Un pays vaut souvent ce que vaut sa presse.
Albert Camus
Laurent Mauduit a été directeur adjoint de la rédaction du « Monde », qu’il a quitté en 2006 suite à la censure dont il avait fait l’objet. Journaliste et écrivain, il est cofondateur de Médiapart.
Dans ce nouveau livre, «Main basse sur l’information», il montre qu’en France, toute la presse, ou presque, connaît le même sort. Les uns après les autres, les titres ont été absorbés par l’un ou l’autre des oligarques du capitalisme parisien. Une dizaine de milliardaires, dont aucun n’a la presse pour métier, possèdent aujourd’hui la majorité des journaux (Le Monde, Libération, Le Figaro, L’Obs…), des chaînes de télévision ou de radio. Et ils les ont parfois acquis sans bourse délier. Une enquête minutieuse sur une incroyable saga aux allures de western.
Une presse de référence?
A lui tout seul, le chapitre qui concerne «Le Monde», naguère quotidien de référence de la bourgeoisie éclairée, justifie l’achat du livre. Le CV du trio de choc des actionnaires est édifiant: Xavier Niel, Mathieu Pigasse, Pierre Bergé. Le premier a fait sa fortune dans le porno. Le deuxième est banquier, agent double à l’occasion. C’est à lui — avec d’autres — que la France doit l’importation de la crise des subprimes. Le troisième est notamment célèbre pour ses galipettes financières (qui avaient fait l’objet, naguère, d’une enquête… du « Monde »).

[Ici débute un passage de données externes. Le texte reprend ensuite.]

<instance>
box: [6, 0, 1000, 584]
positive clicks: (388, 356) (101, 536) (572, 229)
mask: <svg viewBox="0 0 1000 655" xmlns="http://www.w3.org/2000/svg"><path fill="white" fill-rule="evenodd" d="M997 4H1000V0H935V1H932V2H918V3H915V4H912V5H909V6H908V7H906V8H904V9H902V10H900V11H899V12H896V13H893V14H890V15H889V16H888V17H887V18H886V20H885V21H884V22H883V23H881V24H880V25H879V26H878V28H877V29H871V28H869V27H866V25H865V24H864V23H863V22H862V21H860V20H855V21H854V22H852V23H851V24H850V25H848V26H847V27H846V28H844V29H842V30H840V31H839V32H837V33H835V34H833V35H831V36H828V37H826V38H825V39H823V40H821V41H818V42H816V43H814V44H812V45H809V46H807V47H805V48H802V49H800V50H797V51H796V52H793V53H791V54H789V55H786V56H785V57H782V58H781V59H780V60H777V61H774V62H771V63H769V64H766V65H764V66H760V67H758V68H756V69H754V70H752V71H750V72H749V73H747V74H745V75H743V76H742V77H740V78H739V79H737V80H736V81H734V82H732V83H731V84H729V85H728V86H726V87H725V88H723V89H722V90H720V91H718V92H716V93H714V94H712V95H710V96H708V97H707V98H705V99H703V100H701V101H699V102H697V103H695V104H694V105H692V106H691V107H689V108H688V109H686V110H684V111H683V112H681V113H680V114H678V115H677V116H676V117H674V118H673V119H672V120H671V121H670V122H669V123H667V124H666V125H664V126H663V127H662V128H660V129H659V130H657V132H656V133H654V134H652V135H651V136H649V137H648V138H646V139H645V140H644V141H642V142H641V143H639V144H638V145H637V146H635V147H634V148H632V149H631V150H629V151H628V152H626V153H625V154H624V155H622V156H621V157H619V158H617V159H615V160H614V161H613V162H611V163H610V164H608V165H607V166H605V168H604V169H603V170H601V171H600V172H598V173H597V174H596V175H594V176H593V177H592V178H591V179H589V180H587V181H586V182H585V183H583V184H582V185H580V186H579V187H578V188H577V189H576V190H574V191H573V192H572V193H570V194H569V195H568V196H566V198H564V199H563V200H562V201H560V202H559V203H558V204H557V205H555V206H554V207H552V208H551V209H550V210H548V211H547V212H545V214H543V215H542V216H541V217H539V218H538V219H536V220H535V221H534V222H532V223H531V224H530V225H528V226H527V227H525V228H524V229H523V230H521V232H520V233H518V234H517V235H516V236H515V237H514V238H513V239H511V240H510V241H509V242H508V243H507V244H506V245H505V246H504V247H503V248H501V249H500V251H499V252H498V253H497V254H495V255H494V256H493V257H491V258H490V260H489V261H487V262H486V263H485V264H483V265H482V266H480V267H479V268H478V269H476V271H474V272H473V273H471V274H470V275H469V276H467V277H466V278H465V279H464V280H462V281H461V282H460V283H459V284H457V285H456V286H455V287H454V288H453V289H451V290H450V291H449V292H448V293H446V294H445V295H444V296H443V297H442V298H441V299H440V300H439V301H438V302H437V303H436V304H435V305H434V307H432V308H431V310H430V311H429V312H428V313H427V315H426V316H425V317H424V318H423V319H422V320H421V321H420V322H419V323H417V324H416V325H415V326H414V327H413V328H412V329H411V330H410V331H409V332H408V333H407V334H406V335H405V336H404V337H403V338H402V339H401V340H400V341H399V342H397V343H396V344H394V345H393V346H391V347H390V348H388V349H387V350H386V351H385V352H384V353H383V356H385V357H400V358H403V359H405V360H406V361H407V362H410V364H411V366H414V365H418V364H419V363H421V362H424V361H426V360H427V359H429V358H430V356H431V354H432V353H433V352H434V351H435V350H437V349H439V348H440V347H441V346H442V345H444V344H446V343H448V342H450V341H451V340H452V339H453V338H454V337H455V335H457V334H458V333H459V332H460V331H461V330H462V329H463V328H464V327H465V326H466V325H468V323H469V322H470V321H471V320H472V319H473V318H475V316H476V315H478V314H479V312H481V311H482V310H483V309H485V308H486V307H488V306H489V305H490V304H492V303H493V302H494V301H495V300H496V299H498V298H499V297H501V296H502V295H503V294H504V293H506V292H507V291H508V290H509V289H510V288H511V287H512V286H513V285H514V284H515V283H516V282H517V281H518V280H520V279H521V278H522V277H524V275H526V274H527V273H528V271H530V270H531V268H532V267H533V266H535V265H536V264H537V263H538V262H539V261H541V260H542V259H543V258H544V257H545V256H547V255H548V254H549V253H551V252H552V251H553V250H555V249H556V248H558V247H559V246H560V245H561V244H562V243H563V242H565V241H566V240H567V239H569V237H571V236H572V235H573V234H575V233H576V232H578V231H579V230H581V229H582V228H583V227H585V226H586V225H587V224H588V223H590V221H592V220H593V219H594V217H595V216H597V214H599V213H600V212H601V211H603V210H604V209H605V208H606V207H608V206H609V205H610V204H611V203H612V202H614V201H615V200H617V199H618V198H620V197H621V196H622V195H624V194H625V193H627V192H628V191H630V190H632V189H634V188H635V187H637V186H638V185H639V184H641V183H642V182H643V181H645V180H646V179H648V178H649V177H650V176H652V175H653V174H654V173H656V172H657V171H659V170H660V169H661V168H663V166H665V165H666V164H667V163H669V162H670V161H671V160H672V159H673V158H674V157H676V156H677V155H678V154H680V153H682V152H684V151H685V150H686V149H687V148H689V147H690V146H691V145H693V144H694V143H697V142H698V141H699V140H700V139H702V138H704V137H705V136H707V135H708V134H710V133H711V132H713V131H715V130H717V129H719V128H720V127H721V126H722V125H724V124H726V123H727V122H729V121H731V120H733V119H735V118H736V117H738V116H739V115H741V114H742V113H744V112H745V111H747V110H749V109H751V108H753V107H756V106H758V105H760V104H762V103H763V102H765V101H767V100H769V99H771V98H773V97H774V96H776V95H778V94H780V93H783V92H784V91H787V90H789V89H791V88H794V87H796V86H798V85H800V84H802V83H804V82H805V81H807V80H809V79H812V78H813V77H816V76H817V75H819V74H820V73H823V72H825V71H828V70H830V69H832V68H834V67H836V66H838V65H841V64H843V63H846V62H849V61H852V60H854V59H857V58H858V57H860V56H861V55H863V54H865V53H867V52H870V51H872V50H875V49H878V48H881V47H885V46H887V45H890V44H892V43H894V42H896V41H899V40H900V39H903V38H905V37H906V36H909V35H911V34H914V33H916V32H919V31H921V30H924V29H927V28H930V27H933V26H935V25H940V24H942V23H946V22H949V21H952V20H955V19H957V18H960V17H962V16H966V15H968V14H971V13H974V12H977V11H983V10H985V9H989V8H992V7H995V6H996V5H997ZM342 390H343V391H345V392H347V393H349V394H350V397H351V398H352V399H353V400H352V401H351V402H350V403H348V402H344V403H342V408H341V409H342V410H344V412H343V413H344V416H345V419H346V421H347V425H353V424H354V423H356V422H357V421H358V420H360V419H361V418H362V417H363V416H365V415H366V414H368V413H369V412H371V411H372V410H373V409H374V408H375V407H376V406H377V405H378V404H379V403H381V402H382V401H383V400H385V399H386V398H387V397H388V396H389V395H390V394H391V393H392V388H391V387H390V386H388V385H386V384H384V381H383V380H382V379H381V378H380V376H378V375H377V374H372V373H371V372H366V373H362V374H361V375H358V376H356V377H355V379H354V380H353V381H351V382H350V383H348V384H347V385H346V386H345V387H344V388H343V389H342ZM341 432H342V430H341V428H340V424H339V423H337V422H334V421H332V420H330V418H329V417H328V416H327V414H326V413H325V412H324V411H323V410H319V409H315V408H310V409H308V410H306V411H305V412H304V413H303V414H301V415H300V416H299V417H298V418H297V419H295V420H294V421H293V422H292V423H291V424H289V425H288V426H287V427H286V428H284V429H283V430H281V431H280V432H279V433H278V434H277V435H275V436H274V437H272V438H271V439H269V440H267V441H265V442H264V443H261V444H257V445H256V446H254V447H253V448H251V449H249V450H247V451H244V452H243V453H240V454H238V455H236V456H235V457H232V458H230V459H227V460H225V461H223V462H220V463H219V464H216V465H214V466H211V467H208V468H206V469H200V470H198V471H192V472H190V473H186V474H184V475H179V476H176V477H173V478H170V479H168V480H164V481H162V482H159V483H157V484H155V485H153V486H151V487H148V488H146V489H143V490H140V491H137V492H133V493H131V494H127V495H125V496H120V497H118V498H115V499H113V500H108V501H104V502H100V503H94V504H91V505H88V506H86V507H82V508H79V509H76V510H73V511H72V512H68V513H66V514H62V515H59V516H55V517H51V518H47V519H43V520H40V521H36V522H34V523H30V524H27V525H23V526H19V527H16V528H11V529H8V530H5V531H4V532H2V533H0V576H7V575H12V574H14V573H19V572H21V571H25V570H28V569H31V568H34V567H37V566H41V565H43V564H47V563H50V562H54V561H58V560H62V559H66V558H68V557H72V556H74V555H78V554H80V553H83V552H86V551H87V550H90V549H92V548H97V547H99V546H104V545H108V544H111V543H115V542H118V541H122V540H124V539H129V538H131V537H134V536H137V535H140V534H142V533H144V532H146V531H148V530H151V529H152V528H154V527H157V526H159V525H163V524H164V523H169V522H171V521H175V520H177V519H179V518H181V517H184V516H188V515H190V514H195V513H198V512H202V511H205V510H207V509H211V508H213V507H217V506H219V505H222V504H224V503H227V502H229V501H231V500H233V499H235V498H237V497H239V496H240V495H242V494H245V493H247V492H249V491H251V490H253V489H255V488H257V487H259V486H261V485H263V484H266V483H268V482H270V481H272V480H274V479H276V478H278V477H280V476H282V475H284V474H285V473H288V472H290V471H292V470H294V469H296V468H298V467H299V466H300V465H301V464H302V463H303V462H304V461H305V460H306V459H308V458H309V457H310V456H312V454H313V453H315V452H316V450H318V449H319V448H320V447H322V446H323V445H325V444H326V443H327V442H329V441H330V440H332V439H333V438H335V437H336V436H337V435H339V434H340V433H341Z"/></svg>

Leur arrivée signe la fin de l’indépendance du grand quotidien et du Nouvel Observateur acquis dans la foulée. Censure, autocensure, mise au pas, licenciements (Aude Lancelin, jugée trop proche de «Nuit debout», est éjectée de «L’Obs»), formatage des esprits aux vertus du néolibéralisme. Il est piquant d’observer que les subventions d’Etat à la presse — sans lesquelles la plupart des journaux ne survivraient pas — vont d’abord aux milliardaires, c’est-à-dire à ceux qui tonnent régulièrement contre l’assistanat. Manifestement, ça ne vaut pas pour eux…
En somme, l’évolution de la presse en France symbolise ce qu’est devenu le capital français: il reste à la fois ce qu’il a toujours été, à savoir un capital vivant en consanguinité avec l’Etat parce qu’il est toujours utile pour un grand patron d’avoir croqué des médias (ce qui lui donnera accès rapidement au chef de l’Etat), et, parallèlement, un système qui calque les mœurs les plus sulfureuses du capitalisme anglo-saxon (finance folle et dérégulée, paradis fiscaux, montages financiers opaques, etc).
L’abominable vénalité de la presse française
Les relations incestueuses entre la presse, le grand capital et l’état français ne datent pas d’hier. Dans un chapitre passionnant, Laurent Mauduit rappelle les affaires de corruption et les trafics d’influence, notamment le rôle de la presse dans l’affaire des emprunts russes ou dans celle du scandale de Panama.
Mais il rappelle aussi, en sens inverse, les décisions du Conseil national de la Résistance qui, dès 1944, créaient les conditions d’une presse libre et indépendante. C’était, évidemment, une autre époque: la bourgeoisie, déconsidérée par son rôle dans la Collaboration, adoptait le profil bas. Le 11 octobre 1944, Albert Camus, qui dirigeait le journal «Combat», pouvait affirmer légitimement: “La France a maintenant une presse libérée de l’argent. Cela ne s’était pas vu depuis cent ans”.
En effet, le «Projet de déclaration des droits et des devoirs de la presse libre», adopté le 24 novembre par la Fédération de la Presse, proclamait notamment que (article 1) La presse n’est pas un instrument de profit commercial, et que (article 3) La presse est libre quand elle ne dépend ni de la puissance gouvernementale ni des puissances d’argent, mais de la seule conscience des journalistes et des lecteurs. C’est l’époque où Beuve-Méry crée le journal «Le Monde», un journal qu’il veut sans fil à la patte.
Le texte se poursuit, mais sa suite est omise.